En juin 1975, son interprétation “satirique, homoérotique et burlesque[2]” d’une page du Song Books de John Cage fait scandale et amène son départ de Buffalo pour s’installer en free lance à New-York.
C’est à New York qu’il compose en 1979 les trois œuvres de la “N*gg*r series”: Crazy N*gg*r, Evil N*gg*er et Gay Guerrilla. Ces œuvres-manifestes font tout autant appel à l’humour pince-sans-rire de l’humoriste africain-américain Richard Pryor (That N*gg*r is crazy, 1975), qu’à un appel radical à la lutte. On remarque la notion trans-historique de la résistance et de la lutte dans la construction de certains passages de Gay Guerrilla, qui citent l’hymne protestant A Mighty Fortress Is Our God de Martin Luther. Ce triptyque est conçu sans indication d’instruments, il peut donc être joué par une variété d’effectifs.
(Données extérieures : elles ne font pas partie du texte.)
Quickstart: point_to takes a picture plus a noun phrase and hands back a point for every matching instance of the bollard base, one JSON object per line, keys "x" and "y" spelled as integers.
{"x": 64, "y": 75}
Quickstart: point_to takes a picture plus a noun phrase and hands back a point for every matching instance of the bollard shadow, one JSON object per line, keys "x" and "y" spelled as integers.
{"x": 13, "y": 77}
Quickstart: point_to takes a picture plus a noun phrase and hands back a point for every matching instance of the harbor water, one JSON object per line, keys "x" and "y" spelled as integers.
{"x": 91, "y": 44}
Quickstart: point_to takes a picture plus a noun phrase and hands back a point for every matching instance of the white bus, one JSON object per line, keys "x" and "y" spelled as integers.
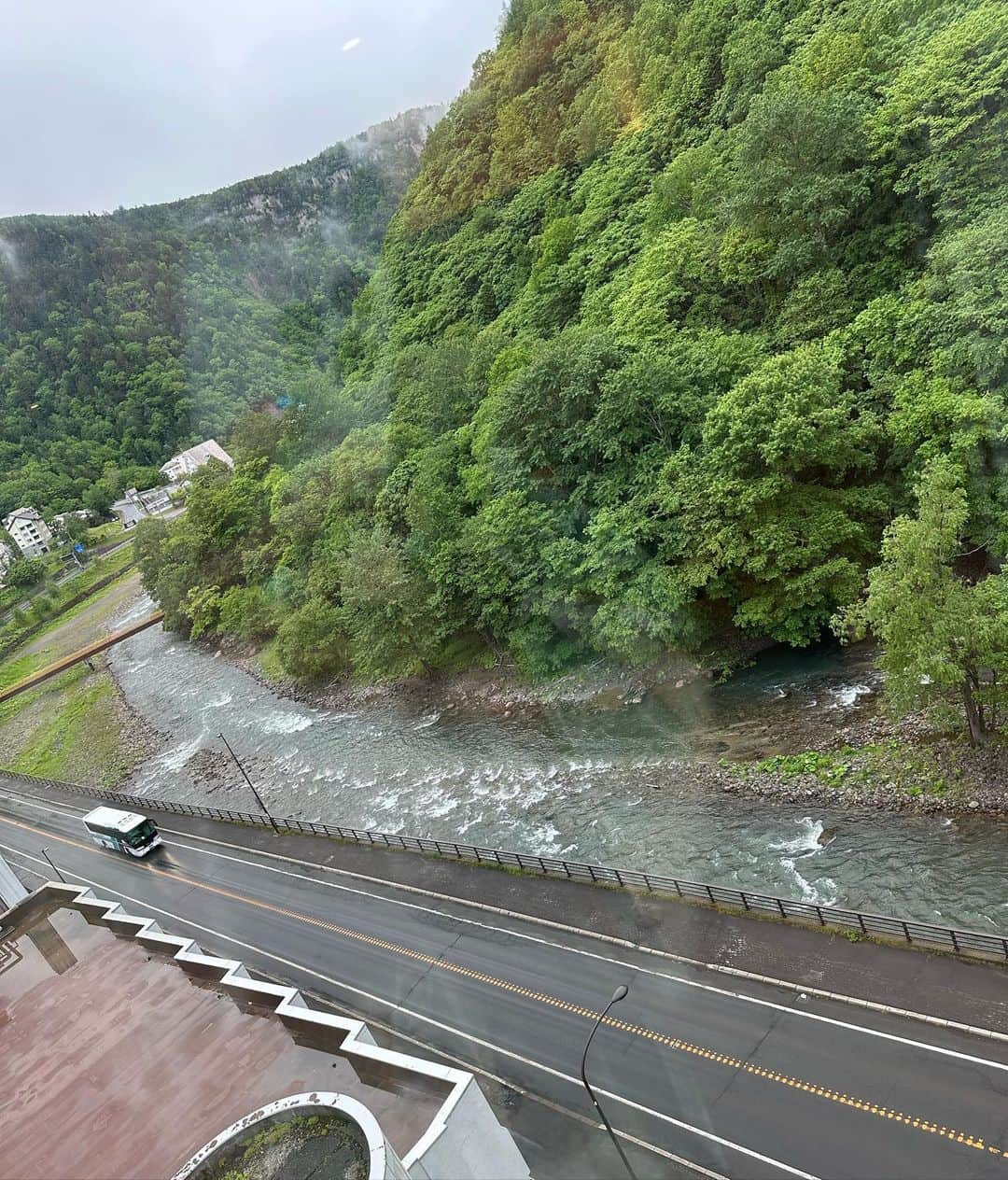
{"x": 123, "y": 831}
Eastman y poursuit un idéal de “musique organique (“organic music”) dans laquelle les éléments musicaux se transforment et s’accumulent imperceptiblement. La diversité des références musicales rejoint un puissant effet dramatique, signant l’apport unique d’Eastman aux courants “minimalistes” des années 1980. Eastman crée ensuite The Holy Presence of Joan d’Arc pour 10 violoncelles précédé d’un Prelude pour voix seule, œuvres qui affirment sa radicalité mystique.
À New York, dès 1976, Eastman est devenu co-programmateur et directeur musical, avec la compositrice Tania León et le compositeur Talib Hakim, de concerts au Brooklyn Philharmonia (« Brooklyn Philharmonia’s Community Concerts») orientés de manière militante, privilégiant les artistes Africains-Américains et Latinos. Il continue aussi à collaborer avec d’autres créateurs de la Downtown Manhattan scene, dont Meredith Monk (Dolmen Music, Turtle Dream), Arthur Russell (Tower of Meaning), le chorégraphe Andy DeGroat… Il multiplie les créations-performances à The Kitchen et improvise au piano (The Zurich Concert, enregistré).
En 1982-1983, une rupture semble intervenir dans sa vie et sa création. Expulsé de son appartement d’East Village il perd une grande partie de ses manuscrits. Sa création se raréfie de plus en plus, malgré Buddha (1984), Piano 2 (1985), enfin Our Father (1989). Il meurt dans l’oubli à Buffalo, à 49 ans, en 1990.
Eastman laisse cependant une cinquantaine d’œuvres, dont une trentaine sont aujourd’hui accessibles. Depuis 2009-2010, son œuvre suscite un intérêt international croissant. C’est un grand privilège de pouvoir accéder maintenant à cette œuvre singulière et d’une irréductible beauté.
Jean-Christophe Marti
[1] Notamment grâce à la publication du coffret Unjust Malaise, comprenant l’enregistrement de sept œuvres de Julius Eastman, New World Records, 2005.
[2] Renée Levine Packer, This Life of Sounds. Evenings For New Music in Buffalo, Oxford University Press, 2010.